The Return of Ulysses, Royal Opera, Roundhouse, January 2018

This new production, some might say semi-staging, by John Fulljames gives space to the singers but the theatricality that Monteverdi brought to his stage works has gone missing. The dull costumes fail to express the essence of the characters, and make little distinction between gods and mortals, but Paule Constable’s lighting is magical.

Ulysses and Minvera, all images ROH/ Stephen Cummiskey

The action takes place on a raised annular stage surrounding the instrumentalists. Rotating very slowly and bathed at first in a cool bluish glow, it contrasts with the yellow light from the orchestra and later livens up with other colours sometimes seen as circular bands within the annulus.
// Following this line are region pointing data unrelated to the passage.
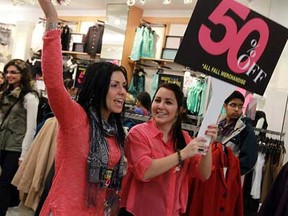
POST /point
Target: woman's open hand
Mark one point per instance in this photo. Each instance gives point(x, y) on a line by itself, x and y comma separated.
point(49, 10)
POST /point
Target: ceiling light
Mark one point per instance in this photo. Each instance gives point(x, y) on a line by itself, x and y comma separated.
point(130, 2)
point(33, 2)
point(166, 2)
point(188, 1)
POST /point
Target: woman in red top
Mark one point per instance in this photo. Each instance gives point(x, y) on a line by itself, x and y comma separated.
point(90, 139)
point(161, 157)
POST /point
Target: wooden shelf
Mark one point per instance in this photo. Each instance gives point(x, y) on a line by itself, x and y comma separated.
point(81, 55)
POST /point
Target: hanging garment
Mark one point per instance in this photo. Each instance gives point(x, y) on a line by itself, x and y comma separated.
point(31, 175)
point(221, 194)
point(37, 35)
point(276, 202)
point(137, 84)
point(137, 44)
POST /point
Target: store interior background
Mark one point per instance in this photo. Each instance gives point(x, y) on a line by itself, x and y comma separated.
point(274, 101)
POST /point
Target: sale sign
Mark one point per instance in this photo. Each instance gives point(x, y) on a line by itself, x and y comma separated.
point(233, 43)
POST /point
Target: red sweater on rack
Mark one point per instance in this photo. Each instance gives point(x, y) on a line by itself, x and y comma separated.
point(219, 195)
There is no Phaeacian ship to turn to stone, hence no role for Neptune, but Odysseus’s (Ulysses’) slaying of the suitors is well staged with the bursting of balloons, brought on earlier by the shepherd, possibly representing his sheep.

Ulysses and Telemachus

Although the production fails to express the disguised nobility of Ulysses, particularly as he crawls round the stage towards the end, Roderick Williams fully brings out the subdued resilience of this wily Greek hero of the Trojan Wars, who arrives home twenty years after he left to reclaim his wife Penelope and meet the son he left behind, now grown to manhood. Williams was the star of the show, with Samuel Boden showing huge controlled energy and anger as his son Telemachus, the finest specimen of youthful masculinity to be seen on any stage. As Penelope herself, Christine Rice walked the role, but congratulations to Caitlin Hulcup, seated in the orchestra pit with a score, for a beautiful rendition of the vocal part, which she apparently prepared for over a weekend. Remarkable.
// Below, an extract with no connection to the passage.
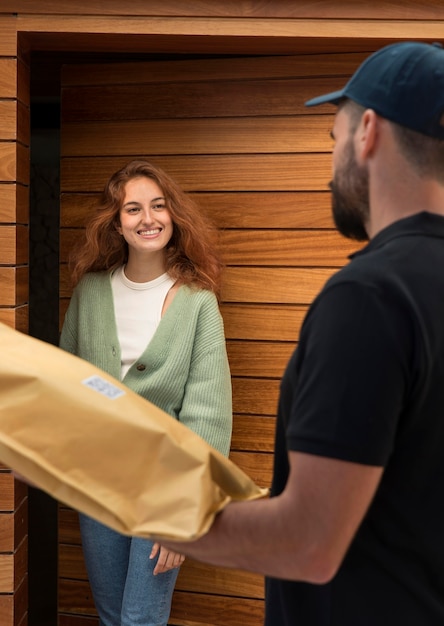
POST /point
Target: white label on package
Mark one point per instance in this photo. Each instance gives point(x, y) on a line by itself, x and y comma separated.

As Minerva (Athena), and Fortune in the Prologue, Catherine Carby’s voice pierced the gloom of the situation, and Susan Bickley gave a nuanced eloquence to the hero’s nurse Eurycleia as she tells Penelope of her husband’s old scar that she noticed on the stranger’s body. American soprano Francesca Chiejina was a delight as Melantho (and Love in the Prologue), servant to Penelope and supporter of the arrogant suitors, well represented by Nick Pritchard (counter-tenor), Tai Olney (tenor) and David Shipley as a firm and threatening bass, who also sang Time in the Prologue. A wonderfully sympathetic portrayal of Eumaeus the shepherd by Mark Milhofer, and as the greedy and brutish parasite, Irus, Stuart Jackson sang a notable lament towards the end.

Final scene

An outstanding performance by Roderick Williams as Ulysses, and beautifully produced music by Christian Curnyn directing the fourteen instrumentalists. No reason for several people near me to leave early, though they might have found the production insufficiently compelling.